The developer of another large LNG export terminal project on which Zachry is contractor, Plaquemines in Port Sulphur, La., has asked FERC for permission to add natural gas to a turbine generator as it nears anticipated service start later this year.  The first 1.8-billion-cu-ft-per-day phase of the project, being developed by Venture Global, is set for completion from 2024 to 2026, says Reuters based on analysts' reports. The second 1.2-bcfd phase would finish from 2025 to 2026. Plaquemines LNG has been described as a 20-million ton per year, $21-billion project.


Update: Court Temporarily Halts Biden LNG Pause 

Meanwhile, LNG export terminals are progressing in approvals—both from their developers and from FERC.

Sempra Infrastructure has finalized a fixed price EPC contract award with Bechtel for phase two of its Port Arthur LNG project in Port Arthur, Texas, which would double its total liquefaction capacity to about 26 million tons per year, the developer said on Juy 19.

No contract price was disclosed, but Bechtel currently is working on the plant's first phase, which was awarded in 2022 under a $10.5 billion fixed price EPC contract. Phase one is set to operate in 2027, phase two one year later. Sempra has not said when it will make its final investment decision on the second phase, which FERC approved last year and is set to add two liquefaction trains. Saudi energy giant Aramco will buy 5 million tonnes per year of LNG for 20 years from Phase 2 and will have a 25% ownership stake.
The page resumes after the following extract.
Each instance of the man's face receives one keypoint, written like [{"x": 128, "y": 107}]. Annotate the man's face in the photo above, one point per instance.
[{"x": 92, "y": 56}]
FERC also approved on June 27 construction of the Calcasieu Pass 2 (CP2) project near Lake Charles, La., being developed as well by Venture Global. It is adjacent to the firm's Calcasieu Pass LNG facility. The developer has said it expects to spend more than $10 billion on the two projects and selected Australia-based Worley last year as EPC contractor for CP2. 

The FERC approval, anticipated since last year, came in a 2-1 vote but was opposed by Democratic commissioner Alison Clements who left the agency at the end of June. New commissioners, representing both parties, will join FERC for upcoming oil and gas project votes.

But CP2 and Port Arthur still await separate gas export approvals by the U.S. Energy Dept.—a review paused by the Biden Administration in early 2024 for shipments to non-free trade agreement countries from those facilities and others not yet approved or in construction, while the agency studies development impacts on climate change. 

But on July 1, a federal court judge in Lake Charles issued a preliminary injunction against the pause, in a legal challenge by 16 states with Republican governors. It is not clear how soon the project export reviews will resume in advance of a final court ruling on case merits.

DOE disagreed with the injunction in a statement and said it “continues to review the court’s order and evaluate next steps.”

Venture Global did not announce the FERC approval of CP2 on its website but said in a statement that offsite construction is underway.